Sorry for the noob questions. I'm still trying to understand everything.
If I understand this correctly, due to Android's Interprocess Communications, it should be assumed that installed Google apps will be able to communicate with each other. So for example, even disallowing network access to one Google app might not accomplish anything if you have other Google apps installed on that profile that have network access, including sandboxed google play services? This is something GOS is trying to address with its planned App Communication Scopes feature?
But currently, when I'm using non-Google apps, what privacy am I sacrificing when installing them on a profile with google play services?

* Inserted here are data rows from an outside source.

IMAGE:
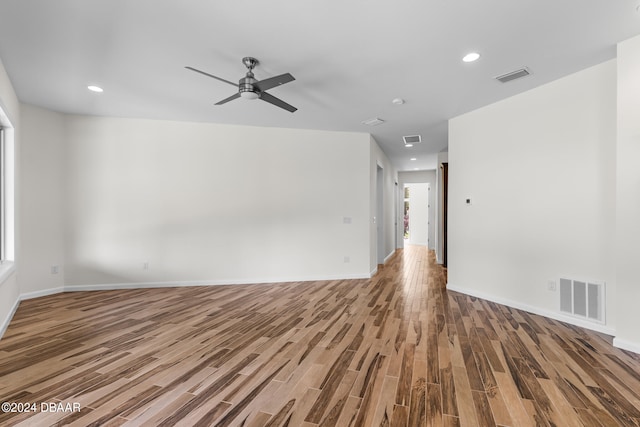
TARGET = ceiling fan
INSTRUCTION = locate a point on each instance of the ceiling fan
(250, 88)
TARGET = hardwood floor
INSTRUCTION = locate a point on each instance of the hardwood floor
(398, 349)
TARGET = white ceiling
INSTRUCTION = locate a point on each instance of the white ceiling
(349, 58)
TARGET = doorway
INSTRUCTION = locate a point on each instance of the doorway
(416, 214)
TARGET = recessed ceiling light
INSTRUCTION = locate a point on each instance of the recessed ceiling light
(470, 57)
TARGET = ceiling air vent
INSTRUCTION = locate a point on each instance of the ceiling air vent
(523, 72)
(412, 139)
(373, 122)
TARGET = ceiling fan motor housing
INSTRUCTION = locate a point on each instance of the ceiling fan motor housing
(246, 87)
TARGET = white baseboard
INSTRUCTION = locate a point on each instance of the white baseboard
(38, 294)
(626, 345)
(217, 282)
(536, 310)
(7, 320)
(388, 257)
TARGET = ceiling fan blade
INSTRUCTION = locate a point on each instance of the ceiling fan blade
(212, 76)
(277, 102)
(267, 84)
(231, 98)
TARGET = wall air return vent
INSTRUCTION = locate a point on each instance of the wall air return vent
(513, 75)
(412, 139)
(582, 298)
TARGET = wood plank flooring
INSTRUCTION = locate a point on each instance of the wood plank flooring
(398, 349)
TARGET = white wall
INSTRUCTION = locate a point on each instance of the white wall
(540, 170)
(9, 290)
(212, 203)
(42, 201)
(628, 196)
(414, 177)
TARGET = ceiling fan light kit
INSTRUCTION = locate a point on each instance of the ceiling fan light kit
(250, 88)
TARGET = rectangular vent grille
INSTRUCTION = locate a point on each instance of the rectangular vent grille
(583, 299)
(373, 122)
(412, 139)
(517, 74)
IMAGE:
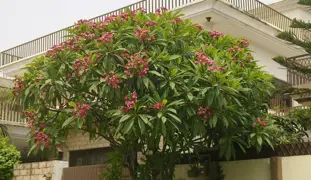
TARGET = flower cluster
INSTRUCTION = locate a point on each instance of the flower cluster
(80, 110)
(130, 101)
(158, 106)
(176, 20)
(151, 23)
(215, 34)
(204, 112)
(137, 64)
(198, 27)
(42, 138)
(69, 44)
(142, 10)
(81, 65)
(260, 122)
(40, 76)
(203, 59)
(235, 49)
(87, 35)
(144, 34)
(106, 37)
(53, 51)
(30, 118)
(244, 43)
(162, 9)
(112, 79)
(19, 86)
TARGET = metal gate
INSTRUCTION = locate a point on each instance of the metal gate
(91, 172)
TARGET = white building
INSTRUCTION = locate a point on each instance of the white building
(249, 19)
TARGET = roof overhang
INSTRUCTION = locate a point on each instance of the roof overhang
(224, 18)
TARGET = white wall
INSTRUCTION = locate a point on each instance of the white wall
(264, 57)
(298, 13)
(58, 169)
(255, 169)
(296, 167)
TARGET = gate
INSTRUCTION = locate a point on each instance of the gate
(91, 172)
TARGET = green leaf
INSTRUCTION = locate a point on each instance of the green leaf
(124, 118)
(80, 122)
(128, 126)
(163, 129)
(145, 119)
(172, 85)
(174, 57)
(68, 121)
(190, 96)
(174, 117)
(259, 140)
(72, 104)
(164, 101)
(33, 147)
(159, 115)
(213, 121)
(146, 81)
(225, 121)
(141, 125)
(269, 142)
(164, 119)
(157, 74)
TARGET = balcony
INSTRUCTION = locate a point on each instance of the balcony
(10, 114)
(296, 78)
(13, 59)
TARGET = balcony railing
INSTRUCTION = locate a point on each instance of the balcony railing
(11, 114)
(44, 43)
(253, 7)
(295, 77)
(267, 14)
(287, 110)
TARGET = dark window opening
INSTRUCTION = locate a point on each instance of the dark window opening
(89, 157)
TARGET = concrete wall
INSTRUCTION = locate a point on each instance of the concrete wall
(264, 57)
(80, 141)
(255, 169)
(296, 167)
(50, 170)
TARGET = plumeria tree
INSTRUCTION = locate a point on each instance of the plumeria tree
(149, 83)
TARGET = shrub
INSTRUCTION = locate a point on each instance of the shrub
(139, 79)
(9, 156)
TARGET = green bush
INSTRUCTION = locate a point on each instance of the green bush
(9, 156)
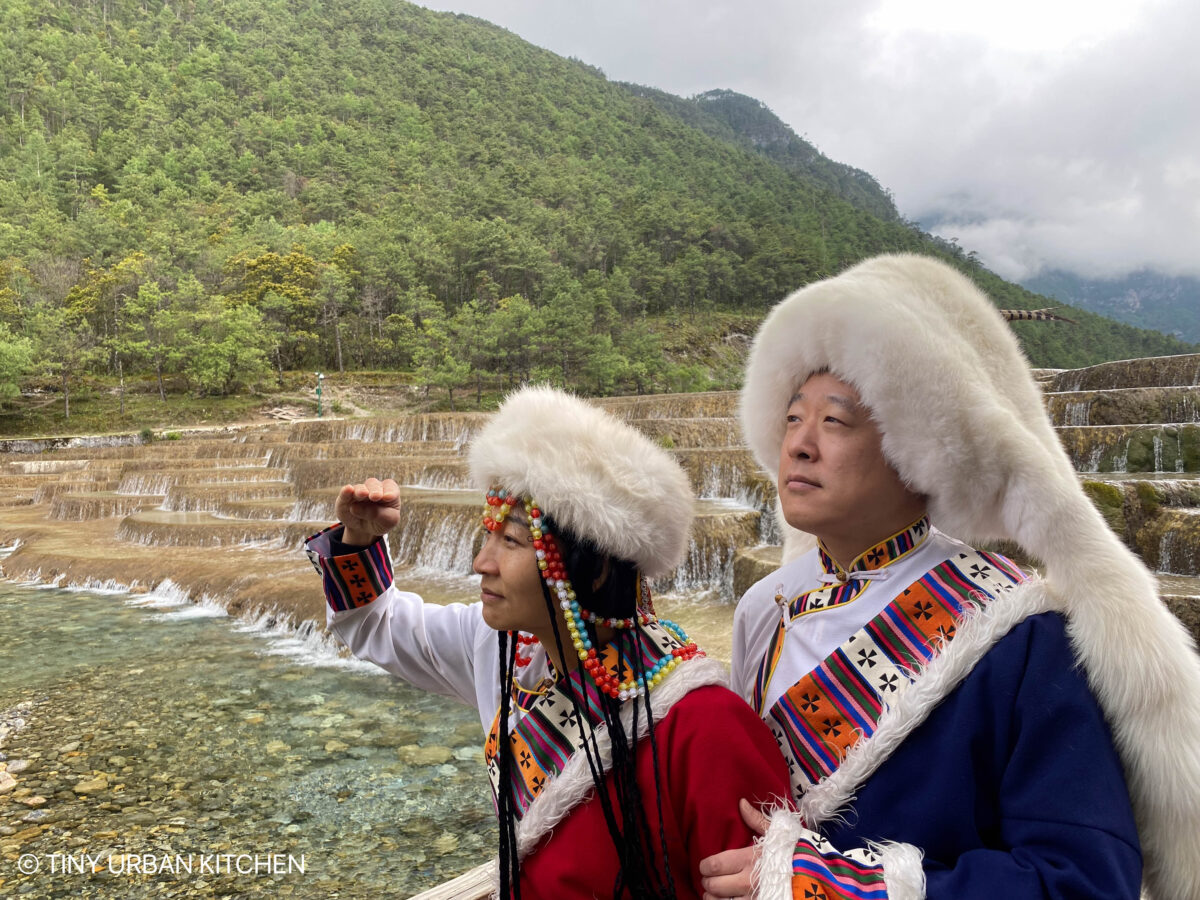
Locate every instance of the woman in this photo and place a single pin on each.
(565, 659)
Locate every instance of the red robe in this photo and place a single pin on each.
(712, 750)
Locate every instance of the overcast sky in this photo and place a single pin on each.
(1042, 133)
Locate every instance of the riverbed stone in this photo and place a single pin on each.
(91, 785)
(415, 755)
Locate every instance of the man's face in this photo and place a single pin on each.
(833, 479)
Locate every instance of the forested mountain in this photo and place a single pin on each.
(747, 121)
(213, 189)
(1146, 299)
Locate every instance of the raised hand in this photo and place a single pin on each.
(367, 510)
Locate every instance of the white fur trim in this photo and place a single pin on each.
(963, 423)
(574, 783)
(903, 870)
(595, 475)
(977, 634)
(773, 870)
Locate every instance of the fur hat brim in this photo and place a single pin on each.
(963, 421)
(594, 475)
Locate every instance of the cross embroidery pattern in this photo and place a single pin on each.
(839, 702)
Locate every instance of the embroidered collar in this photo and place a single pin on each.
(871, 561)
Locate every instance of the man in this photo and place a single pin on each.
(954, 727)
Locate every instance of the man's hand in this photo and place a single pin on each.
(731, 874)
(367, 510)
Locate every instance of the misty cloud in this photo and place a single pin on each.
(1084, 156)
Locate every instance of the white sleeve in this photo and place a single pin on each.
(431, 647)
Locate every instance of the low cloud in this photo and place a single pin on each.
(1083, 156)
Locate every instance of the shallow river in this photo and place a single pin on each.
(142, 735)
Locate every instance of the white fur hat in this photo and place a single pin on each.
(594, 475)
(964, 423)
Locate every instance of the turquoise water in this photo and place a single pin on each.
(202, 738)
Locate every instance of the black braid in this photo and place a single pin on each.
(510, 865)
(640, 875)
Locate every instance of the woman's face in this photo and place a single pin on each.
(511, 582)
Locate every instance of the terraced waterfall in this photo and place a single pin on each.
(214, 522)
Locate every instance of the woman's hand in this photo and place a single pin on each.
(731, 874)
(367, 510)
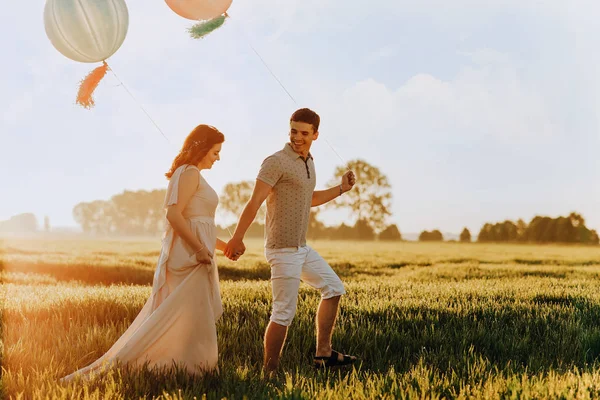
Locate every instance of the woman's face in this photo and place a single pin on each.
(211, 157)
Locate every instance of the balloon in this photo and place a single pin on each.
(86, 30)
(199, 9)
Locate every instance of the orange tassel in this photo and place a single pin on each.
(89, 84)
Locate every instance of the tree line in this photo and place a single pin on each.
(541, 229)
(140, 212)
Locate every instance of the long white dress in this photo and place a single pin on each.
(178, 322)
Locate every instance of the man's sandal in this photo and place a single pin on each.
(333, 361)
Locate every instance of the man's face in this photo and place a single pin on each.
(302, 135)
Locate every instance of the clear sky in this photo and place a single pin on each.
(476, 110)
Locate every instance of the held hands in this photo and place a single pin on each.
(235, 249)
(348, 181)
(204, 256)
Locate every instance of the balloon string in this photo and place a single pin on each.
(138, 103)
(283, 86)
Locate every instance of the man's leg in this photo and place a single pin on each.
(317, 273)
(275, 335)
(286, 267)
(325, 321)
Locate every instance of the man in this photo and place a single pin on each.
(286, 181)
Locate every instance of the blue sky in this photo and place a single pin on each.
(477, 111)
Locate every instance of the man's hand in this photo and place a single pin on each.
(348, 181)
(235, 249)
(204, 256)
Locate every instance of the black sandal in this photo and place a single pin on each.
(333, 361)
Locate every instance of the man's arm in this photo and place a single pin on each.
(324, 196)
(259, 195)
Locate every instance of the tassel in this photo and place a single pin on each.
(89, 84)
(203, 28)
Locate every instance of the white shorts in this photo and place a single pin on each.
(291, 265)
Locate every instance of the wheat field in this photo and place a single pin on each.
(427, 320)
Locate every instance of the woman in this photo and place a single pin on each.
(178, 322)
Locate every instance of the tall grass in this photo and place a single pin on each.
(426, 320)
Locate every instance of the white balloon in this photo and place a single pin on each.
(86, 30)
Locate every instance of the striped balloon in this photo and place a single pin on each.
(87, 31)
(199, 9)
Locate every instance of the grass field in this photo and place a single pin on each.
(445, 320)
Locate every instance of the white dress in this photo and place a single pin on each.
(178, 322)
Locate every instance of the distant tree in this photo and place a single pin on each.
(541, 229)
(20, 223)
(234, 197)
(370, 199)
(344, 232)
(95, 217)
(433, 236)
(390, 233)
(465, 235)
(364, 231)
(521, 230)
(316, 228)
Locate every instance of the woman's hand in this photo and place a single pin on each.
(204, 256)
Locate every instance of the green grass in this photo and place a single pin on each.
(444, 320)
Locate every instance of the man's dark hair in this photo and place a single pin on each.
(306, 115)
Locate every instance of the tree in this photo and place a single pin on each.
(95, 217)
(364, 231)
(370, 199)
(390, 233)
(433, 236)
(235, 196)
(316, 228)
(465, 236)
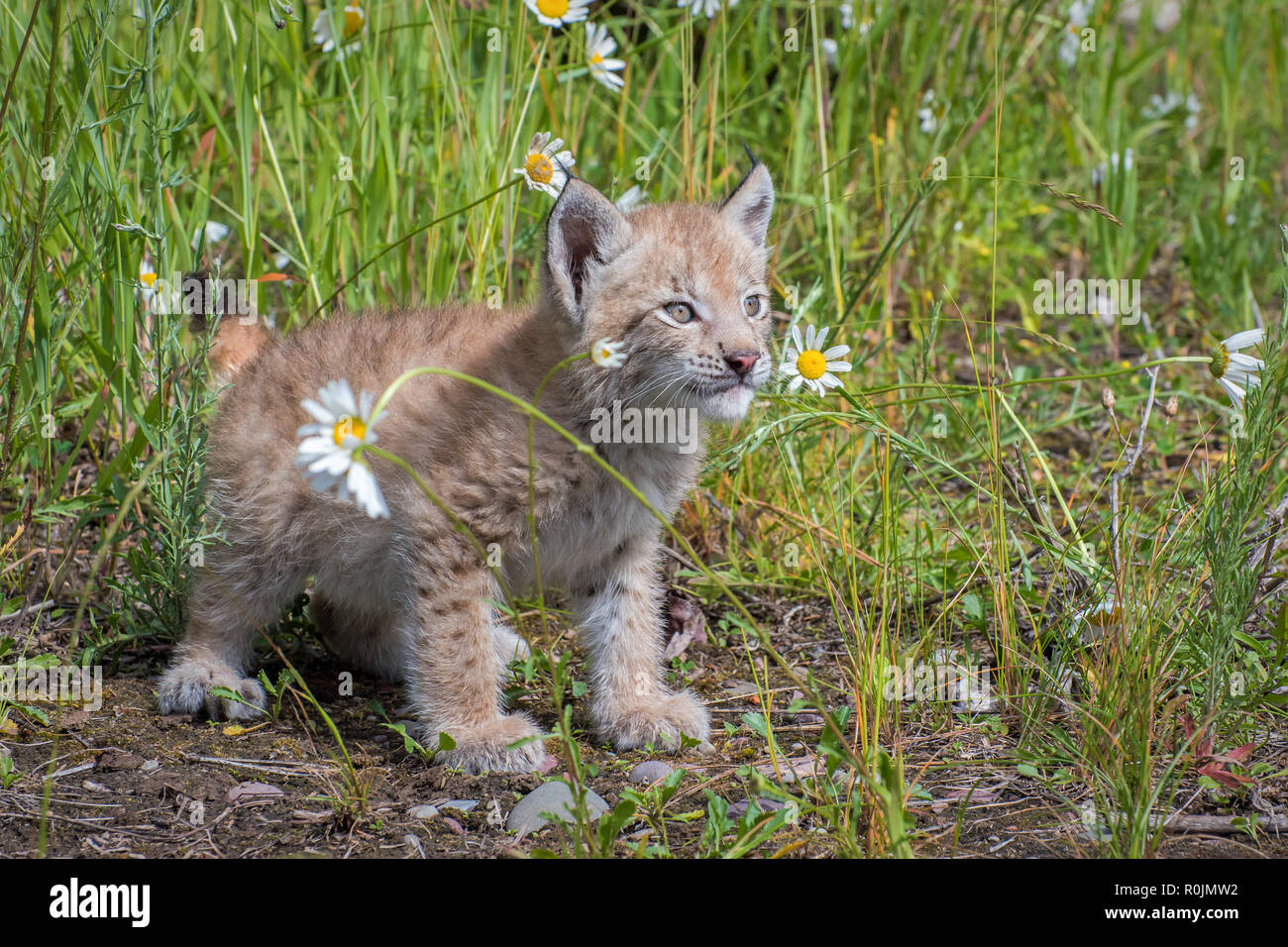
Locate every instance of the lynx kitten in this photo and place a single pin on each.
(407, 596)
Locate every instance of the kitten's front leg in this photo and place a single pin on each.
(619, 615)
(456, 671)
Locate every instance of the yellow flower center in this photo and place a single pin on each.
(540, 167)
(1220, 361)
(811, 364)
(353, 21)
(348, 427)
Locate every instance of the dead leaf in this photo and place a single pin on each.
(686, 625)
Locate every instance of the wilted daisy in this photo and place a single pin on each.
(810, 364)
(355, 24)
(211, 234)
(708, 7)
(1070, 43)
(599, 48)
(558, 12)
(326, 455)
(608, 354)
(544, 167)
(1234, 369)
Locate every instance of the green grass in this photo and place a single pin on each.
(961, 483)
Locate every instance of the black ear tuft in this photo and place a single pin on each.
(751, 202)
(585, 231)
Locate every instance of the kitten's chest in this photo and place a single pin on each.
(600, 515)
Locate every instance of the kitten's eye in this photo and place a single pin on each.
(679, 312)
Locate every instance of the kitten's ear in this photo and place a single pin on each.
(751, 204)
(585, 232)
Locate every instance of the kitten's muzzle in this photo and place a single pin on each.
(742, 363)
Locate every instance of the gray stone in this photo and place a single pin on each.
(557, 799)
(649, 772)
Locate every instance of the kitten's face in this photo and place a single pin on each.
(683, 286)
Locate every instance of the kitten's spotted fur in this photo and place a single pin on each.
(408, 596)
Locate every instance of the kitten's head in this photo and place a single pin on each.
(684, 289)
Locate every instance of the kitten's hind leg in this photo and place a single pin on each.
(223, 617)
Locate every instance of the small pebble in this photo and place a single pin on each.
(649, 772)
(557, 799)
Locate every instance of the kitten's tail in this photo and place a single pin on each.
(239, 334)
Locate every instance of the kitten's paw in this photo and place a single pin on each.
(185, 686)
(658, 720)
(490, 748)
(509, 646)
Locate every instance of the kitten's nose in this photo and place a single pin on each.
(742, 363)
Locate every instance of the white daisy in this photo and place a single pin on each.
(1234, 369)
(810, 364)
(326, 455)
(608, 354)
(1070, 43)
(545, 166)
(355, 24)
(558, 12)
(930, 112)
(599, 47)
(213, 232)
(829, 51)
(147, 281)
(156, 294)
(708, 7)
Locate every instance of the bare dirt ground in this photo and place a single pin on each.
(124, 781)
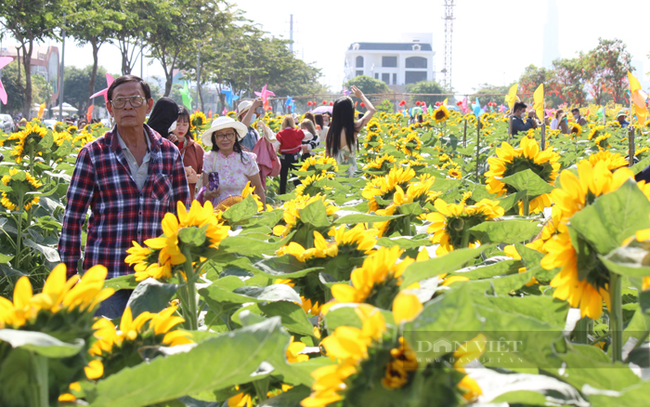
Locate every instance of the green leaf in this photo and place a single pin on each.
(291, 398)
(214, 364)
(285, 266)
(444, 264)
(403, 242)
(217, 296)
(122, 282)
(507, 231)
(315, 214)
(364, 218)
(447, 318)
(241, 211)
(151, 295)
(632, 260)
(41, 343)
(293, 316)
(613, 217)
(50, 253)
(251, 246)
(528, 181)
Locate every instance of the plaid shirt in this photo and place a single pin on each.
(121, 213)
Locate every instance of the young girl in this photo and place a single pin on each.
(191, 151)
(311, 139)
(341, 142)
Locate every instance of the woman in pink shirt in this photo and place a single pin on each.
(234, 166)
(290, 140)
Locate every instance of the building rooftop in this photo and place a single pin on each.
(389, 46)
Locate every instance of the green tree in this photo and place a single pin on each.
(28, 22)
(493, 93)
(76, 84)
(91, 22)
(567, 83)
(605, 69)
(15, 87)
(424, 87)
(368, 85)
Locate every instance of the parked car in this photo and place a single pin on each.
(7, 123)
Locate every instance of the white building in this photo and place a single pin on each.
(396, 64)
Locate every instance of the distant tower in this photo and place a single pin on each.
(449, 30)
(551, 50)
(291, 32)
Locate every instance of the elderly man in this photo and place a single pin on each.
(130, 177)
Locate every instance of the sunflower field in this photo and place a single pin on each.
(458, 266)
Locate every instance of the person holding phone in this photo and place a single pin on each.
(234, 166)
(191, 151)
(249, 112)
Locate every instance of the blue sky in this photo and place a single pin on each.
(493, 41)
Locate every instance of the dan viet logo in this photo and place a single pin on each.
(485, 351)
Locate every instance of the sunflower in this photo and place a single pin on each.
(409, 144)
(292, 209)
(583, 284)
(510, 161)
(613, 160)
(594, 132)
(380, 164)
(452, 223)
(441, 114)
(455, 173)
(384, 187)
(309, 187)
(602, 141)
(159, 262)
(576, 130)
(20, 182)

I keep reading that play services is sandboxed just like any other app. Ok...but play services can clearly access some things about my apps when all I've done is grant it network access. For example, some apps won't run at all unless you have Play Services installed. But once I install sandboxed play services, the app starts working. What information about that non-Google app is being sent back to Google? Similarly, when play services handles notifications, can Google read my notification content? What metadata are they receiving about my app usage, notifications, etc?
On the other way around, what information do non-Google apps see about my Google services? If I log into a Google app while using sandboxed play services, can third-party apps now identify me through my Google account?
If this is all protected, what's the threat model use case for running third-party apps, like Signal, only on a profile without play services as I see many people doing. How does using sandboxed play services go against that?